Workers at three power stations across Scotland are being balloted over strike action after rejecting a below-inflation pay offer.
Around 50 members of Unite the Union at Drax Hydro Limited, who run three power stations across the country, will be asked to vote on strike action after the rejection of a pay offer amounting to 8%.
The union say the offer falls significantly low of current inflation levels, which sit at 13.4%.
Stonebyre in Lanark, Cruachan in Loch Awe and Glenlee in Castle Douglas are all involved in the ballot, which opens on February 1 and closes on February 22.
Drax Hydro normally supplies businesses and only supplies consumers in the event there is a shortage in the system.
If the ballot is successful then strike action could take place in early March.
Workers involved include engineers, plant controllers and mechanical and electrical craft workers.
It follows the results of a consultative ballot in December 2022 which revealed 84.9% of Unite members supported strike action.
The latest accounts in July 2022 indicate profits totalling £2.3m for 2021.
Sharon Graham, Unite general secretary, said: “Energy workers’ pay is lagging well behind the eye-watering profits being made across the sector.
“Drax’s parent group is awash with tens of millions in profit. Yet, Drax Hydro workers have been offered what amounts to a significant real terms wage cut, this is totally unacceptable. We will fully support our members in their fight for better jobs, pay and conditions.”
The Drax Group parent group posted profits of £78.7m for the year ending in December 2021.

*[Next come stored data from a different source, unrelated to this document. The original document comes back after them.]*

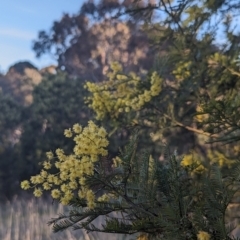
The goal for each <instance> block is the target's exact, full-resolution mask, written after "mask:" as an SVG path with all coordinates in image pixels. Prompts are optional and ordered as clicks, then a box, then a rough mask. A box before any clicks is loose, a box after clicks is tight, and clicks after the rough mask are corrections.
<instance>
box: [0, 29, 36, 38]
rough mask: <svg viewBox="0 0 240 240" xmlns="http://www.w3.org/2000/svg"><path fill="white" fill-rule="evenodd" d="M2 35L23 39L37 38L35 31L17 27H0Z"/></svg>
mask: <svg viewBox="0 0 240 240" xmlns="http://www.w3.org/2000/svg"><path fill="white" fill-rule="evenodd" d="M0 36H3V37H10V38H16V39H21V40H28V41H29V40H33V39H34V38H36V33H35V32H30V31H25V30H20V29H16V28H1V27H0Z"/></svg>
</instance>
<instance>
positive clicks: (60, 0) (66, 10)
mask: <svg viewBox="0 0 240 240" xmlns="http://www.w3.org/2000/svg"><path fill="white" fill-rule="evenodd" d="M83 2H84V1H83V0H40V1H33V0H2V1H1V7H0V71H1V72H6V71H7V69H8V68H9V66H11V65H13V64H14V63H16V62H18V61H24V60H27V61H30V62H32V63H33V64H34V65H35V66H36V67H38V68H42V67H44V66H47V65H49V64H52V63H55V61H54V59H51V58H50V57H49V56H43V57H42V58H41V59H37V58H35V54H34V52H33V51H32V49H31V48H32V41H33V40H34V39H36V38H37V35H38V31H39V30H48V29H49V28H50V27H51V25H52V23H53V21H54V20H59V19H60V18H61V16H62V14H63V13H70V14H74V13H77V12H78V11H79V9H80V7H81V5H82V3H83Z"/></svg>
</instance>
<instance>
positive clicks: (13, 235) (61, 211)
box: [0, 198, 135, 240]
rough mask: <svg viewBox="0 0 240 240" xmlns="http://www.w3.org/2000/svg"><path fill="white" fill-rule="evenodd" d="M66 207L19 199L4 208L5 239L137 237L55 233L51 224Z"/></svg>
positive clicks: (90, 234) (133, 236)
mask: <svg viewBox="0 0 240 240" xmlns="http://www.w3.org/2000/svg"><path fill="white" fill-rule="evenodd" d="M64 210H66V209H64V208H63V206H62V205H59V204H52V203H51V202H50V201H48V202H46V201H43V200H41V199H32V200H24V199H19V198H15V199H14V200H13V201H12V202H7V203H5V204H1V206H0V219H1V221H0V239H1V240H23V239H24V240H96V239H104V240H107V239H109V240H125V239H135V238H134V236H131V237H129V236H128V237H127V236H124V235H113V234H101V233H90V234H87V233H85V232H82V231H70V230H66V231H63V232H59V233H53V232H52V229H51V227H50V226H48V225H47V222H48V221H49V219H51V217H56V216H57V215H58V213H63V212H64Z"/></svg>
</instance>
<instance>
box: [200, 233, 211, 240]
mask: <svg viewBox="0 0 240 240" xmlns="http://www.w3.org/2000/svg"><path fill="white" fill-rule="evenodd" d="M197 238H198V240H210V239H211V236H210V234H209V233H207V232H204V231H199V232H198V234H197Z"/></svg>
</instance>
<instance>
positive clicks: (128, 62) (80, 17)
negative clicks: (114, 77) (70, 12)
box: [33, 0, 154, 82]
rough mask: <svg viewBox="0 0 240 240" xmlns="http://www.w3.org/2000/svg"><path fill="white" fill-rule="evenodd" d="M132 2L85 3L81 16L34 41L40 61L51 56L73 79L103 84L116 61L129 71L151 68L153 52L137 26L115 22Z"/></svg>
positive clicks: (141, 32) (76, 14)
mask: <svg viewBox="0 0 240 240" xmlns="http://www.w3.org/2000/svg"><path fill="white" fill-rule="evenodd" d="M129 4H130V2H129V1H121V3H120V1H117V0H116V1H108V0H103V1H99V2H98V3H94V1H87V2H85V3H84V4H83V5H82V7H81V9H80V11H79V13H77V14H75V15H72V16H70V15H69V14H65V15H64V16H63V17H62V19H61V20H60V21H56V22H54V23H53V26H52V27H51V29H50V31H49V32H46V31H40V32H39V35H38V39H37V40H36V41H34V44H33V50H34V51H35V53H36V56H37V57H40V56H42V55H43V54H52V55H54V56H55V57H56V59H57V61H58V67H59V68H61V69H64V70H66V72H68V73H69V74H71V75H74V76H81V77H82V78H83V79H88V80H91V81H94V82H98V81H101V80H102V79H103V76H104V74H105V73H106V72H107V71H108V69H109V65H110V63H111V62H113V61H118V62H121V63H122V64H123V66H124V67H125V69H126V71H137V72H139V71H140V70H146V69H149V68H151V65H152V62H153V59H154V52H153V49H151V47H150V45H149V43H148V38H147V36H146V34H145V33H144V32H143V31H142V30H141V27H140V26H139V24H138V22H136V21H131V20H127V19H126V18H123V19H121V18H113V16H115V15H116V14H117V13H119V12H122V11H124V9H126V7H127V6H128V5H129Z"/></svg>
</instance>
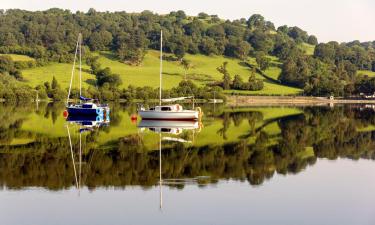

Earlier this month, energy regulator Ofgem announced that, following an investigation, Drax Pumped Storage Limited (a subsidiary of the parent group) paid a fine of £6.12m for breaching the Generation Licence by submitting excessively expensive bids to turn down its generation in the balancing mechanism.
As a result of Ofgem’s compliance work, the company admitted to having breached its Generation Licence, specifically the Transmission Constraint Licence Condition (TCLC).
The TCLC prohibits generators from being paid, or seeking to be paid, an excessive amount during times of transmission system constraint.
Elaine Dougall, Unite regional co-ordinating officer said: “The pay offer on the table by Drax Hydro doesn’t come close to meeting the fair and reasonable demands of our members. The Drax Group like all energy companies is benefiting from price hikes across the board. If there is no improved wage offer then our members are set to take strike action in the coming weeks.
“This could directly hit energy supplies to Scottish businesses. Drax Hydro must explain why they are prepared to jeopardise the precarious position of many Scottish businesses rather than working to resolve this dispute.”
A Drax spokesperson said: “We have put forward a fair and competitive pay settlement which rewards our valued colleagues and is significantly above the national average.
“We will continue to work with the unions to find a resolution which avoids strike action at our Scottish hydro power stations and ensures the long-term sustainability and success of the business.
“We have plans in place to ensure that there will be no impact on electricity supplies should the action go ahead in Scotland. Drax’s hydro operations play a critical role in energy security, and we plan to invest billions of pounds in our UK renewable energy projects this decade, including the expansion of our Cruachan pumped storage hydro power station, creating and supporting jobs in Scotland.”